In this scenario R3 is advertising network 154.1.5.0/24 to bgp peers R1 and R2. The lab requirement is for AS 300 to be configured so that the link R1 to R3 is the preferred path to reach this network.
In such a scenario there are 2 usual candidates to meet this requirement: as-path prepending and MED. In this scenario as-path pre-pending is not allowed.
So the configuration for MED on R3 is as follows
ip prefix-list VLAN10 permit 154.1.5.0/24
route-map R1 permit 10
match ip address prefix-list VLAN10
set metric 100
route-map R1 permit 20
route-map R2 permit 10
match ip address prefix-list VLAN10
set metric 200
route-map R2 permit 20
router bgp 300
neighbor 154.1.13.1 route-map R1 out
neighbor 154.1.23.2 route-map R2 out
The above was my first configured solution. I examined the bgp routing table on R2 to verify my results:-
R2#s ip bgp
Network Next Hop Metric LocPrf Weight Path
*>i154.1.5.0/24 154.1.13.3 100 100 0 300 400 i
* 154.1.23.3 200 0 300 400 i
As expected R2 had 2 paths to network 154.1.5.0/24. However R2s next hop for both learned routes was R3! I had missed one vital configuration element in terms of meeting the lab requirement. R1s advertisement of 154.1.5.0/24 to R2 was NOT adjusting the next hop. This is the correct beahviour since R1 has an EBGP peer relationship with R3.

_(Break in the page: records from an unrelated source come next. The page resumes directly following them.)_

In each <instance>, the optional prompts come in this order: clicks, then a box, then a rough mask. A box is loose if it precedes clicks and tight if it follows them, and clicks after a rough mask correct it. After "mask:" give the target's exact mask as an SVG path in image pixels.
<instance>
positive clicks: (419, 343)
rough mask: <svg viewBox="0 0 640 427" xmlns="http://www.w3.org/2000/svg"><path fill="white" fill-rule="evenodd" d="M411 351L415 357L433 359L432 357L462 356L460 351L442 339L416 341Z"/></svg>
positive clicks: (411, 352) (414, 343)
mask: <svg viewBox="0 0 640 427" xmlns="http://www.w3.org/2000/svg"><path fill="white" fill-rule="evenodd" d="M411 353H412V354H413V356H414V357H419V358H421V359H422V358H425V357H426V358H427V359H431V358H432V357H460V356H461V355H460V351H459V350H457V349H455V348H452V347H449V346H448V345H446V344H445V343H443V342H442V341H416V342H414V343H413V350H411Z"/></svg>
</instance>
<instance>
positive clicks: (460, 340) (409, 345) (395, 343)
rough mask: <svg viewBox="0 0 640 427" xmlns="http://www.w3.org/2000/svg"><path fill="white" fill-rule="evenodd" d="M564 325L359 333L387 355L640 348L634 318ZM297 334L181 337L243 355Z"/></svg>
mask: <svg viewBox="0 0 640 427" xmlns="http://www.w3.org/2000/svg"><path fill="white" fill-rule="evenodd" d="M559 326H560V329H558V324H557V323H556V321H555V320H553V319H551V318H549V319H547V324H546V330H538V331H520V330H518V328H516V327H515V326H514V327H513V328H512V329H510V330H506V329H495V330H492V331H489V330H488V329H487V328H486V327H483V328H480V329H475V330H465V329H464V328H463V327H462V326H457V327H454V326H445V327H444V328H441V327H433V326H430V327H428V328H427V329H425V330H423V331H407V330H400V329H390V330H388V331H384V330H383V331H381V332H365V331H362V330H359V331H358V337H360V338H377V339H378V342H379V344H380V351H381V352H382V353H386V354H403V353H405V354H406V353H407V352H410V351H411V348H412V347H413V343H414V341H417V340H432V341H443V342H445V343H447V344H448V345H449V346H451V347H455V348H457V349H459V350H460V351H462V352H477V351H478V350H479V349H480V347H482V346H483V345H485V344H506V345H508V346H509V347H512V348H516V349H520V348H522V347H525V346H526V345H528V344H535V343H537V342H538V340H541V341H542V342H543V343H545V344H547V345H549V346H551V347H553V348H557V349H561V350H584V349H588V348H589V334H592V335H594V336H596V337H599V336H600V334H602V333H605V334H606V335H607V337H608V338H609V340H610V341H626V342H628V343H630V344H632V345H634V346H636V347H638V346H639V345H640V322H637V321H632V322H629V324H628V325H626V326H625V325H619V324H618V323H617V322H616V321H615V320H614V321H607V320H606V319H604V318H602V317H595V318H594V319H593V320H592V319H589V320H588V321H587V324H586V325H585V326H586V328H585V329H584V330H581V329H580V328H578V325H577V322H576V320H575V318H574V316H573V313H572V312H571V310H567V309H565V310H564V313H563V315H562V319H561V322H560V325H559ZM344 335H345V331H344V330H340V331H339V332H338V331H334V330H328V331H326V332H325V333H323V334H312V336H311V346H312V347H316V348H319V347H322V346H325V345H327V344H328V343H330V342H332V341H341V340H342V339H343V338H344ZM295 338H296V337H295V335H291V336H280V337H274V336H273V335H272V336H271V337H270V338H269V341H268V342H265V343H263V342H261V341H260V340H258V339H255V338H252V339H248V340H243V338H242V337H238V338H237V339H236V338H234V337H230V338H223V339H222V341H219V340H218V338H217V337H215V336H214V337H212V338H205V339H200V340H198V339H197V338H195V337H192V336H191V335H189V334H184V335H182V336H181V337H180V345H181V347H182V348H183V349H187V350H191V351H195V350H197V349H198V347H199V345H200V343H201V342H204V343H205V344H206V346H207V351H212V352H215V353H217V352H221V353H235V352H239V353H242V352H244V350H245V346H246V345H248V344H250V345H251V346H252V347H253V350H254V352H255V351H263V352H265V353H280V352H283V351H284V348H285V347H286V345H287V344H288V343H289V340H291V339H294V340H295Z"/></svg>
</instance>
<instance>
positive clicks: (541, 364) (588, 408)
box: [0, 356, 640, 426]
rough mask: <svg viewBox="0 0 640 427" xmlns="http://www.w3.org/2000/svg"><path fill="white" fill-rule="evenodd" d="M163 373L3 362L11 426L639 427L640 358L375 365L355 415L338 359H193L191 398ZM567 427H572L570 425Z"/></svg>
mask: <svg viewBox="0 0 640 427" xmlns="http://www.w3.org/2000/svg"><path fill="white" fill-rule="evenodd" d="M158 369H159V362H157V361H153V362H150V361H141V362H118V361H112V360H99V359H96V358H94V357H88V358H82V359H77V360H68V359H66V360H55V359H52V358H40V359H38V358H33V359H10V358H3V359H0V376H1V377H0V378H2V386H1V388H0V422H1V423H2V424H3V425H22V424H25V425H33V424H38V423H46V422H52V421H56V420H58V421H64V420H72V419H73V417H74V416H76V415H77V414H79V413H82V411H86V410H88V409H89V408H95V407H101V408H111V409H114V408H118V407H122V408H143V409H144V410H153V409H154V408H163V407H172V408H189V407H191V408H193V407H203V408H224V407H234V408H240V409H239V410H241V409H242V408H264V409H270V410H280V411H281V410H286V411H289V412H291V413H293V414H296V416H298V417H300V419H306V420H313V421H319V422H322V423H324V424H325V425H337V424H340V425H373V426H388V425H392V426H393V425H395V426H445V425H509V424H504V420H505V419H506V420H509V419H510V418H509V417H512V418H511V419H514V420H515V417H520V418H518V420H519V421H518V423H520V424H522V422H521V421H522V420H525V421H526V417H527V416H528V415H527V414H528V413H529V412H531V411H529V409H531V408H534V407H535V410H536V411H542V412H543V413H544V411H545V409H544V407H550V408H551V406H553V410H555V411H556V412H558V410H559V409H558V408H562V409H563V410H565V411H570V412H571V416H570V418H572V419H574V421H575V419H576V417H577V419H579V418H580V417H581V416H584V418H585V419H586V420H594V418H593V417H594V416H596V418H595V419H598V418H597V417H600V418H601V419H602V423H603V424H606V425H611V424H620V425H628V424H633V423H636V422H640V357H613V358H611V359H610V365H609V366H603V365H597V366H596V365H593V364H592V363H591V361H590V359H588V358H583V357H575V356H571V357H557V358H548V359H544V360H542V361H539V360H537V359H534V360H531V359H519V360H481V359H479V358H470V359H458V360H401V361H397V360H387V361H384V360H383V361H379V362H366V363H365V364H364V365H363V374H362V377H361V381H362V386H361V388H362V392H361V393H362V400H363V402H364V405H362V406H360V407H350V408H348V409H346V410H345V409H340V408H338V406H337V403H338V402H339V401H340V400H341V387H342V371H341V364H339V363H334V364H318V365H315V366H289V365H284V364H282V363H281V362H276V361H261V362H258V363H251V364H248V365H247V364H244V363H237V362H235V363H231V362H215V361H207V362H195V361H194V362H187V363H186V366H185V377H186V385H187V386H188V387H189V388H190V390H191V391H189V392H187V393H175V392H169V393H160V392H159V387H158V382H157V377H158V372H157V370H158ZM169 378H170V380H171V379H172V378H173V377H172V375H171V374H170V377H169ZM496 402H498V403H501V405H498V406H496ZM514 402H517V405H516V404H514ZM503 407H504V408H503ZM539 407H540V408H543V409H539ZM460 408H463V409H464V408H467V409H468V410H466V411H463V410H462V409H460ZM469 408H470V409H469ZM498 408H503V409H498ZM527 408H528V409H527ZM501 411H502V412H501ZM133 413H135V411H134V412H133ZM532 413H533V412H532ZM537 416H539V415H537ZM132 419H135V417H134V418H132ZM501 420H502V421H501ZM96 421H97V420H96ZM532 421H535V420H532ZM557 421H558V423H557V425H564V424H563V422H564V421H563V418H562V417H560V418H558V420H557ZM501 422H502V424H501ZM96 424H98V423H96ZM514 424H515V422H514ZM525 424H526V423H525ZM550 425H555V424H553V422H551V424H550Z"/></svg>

To ensure traffic from R2 destined to R3 goes via R1 it is necessary for R1 to adjust the next hop of EBGP learned routes to itself.
R1
router bgp 200
neighbor 192.10.1.2 next-hop-self
Once applied i examined the bgp table on R2 again..
Rack1R2#s ip bgp
Network Next Hop Metric LocPrf Weight Path
*>i154.1.5.0/24 192.10.1.1 100 100 0 300 400 i
* 154.1.23.3 200 0 300 400 i
Now R2s preferred route to reach R3 is via R1. Job done!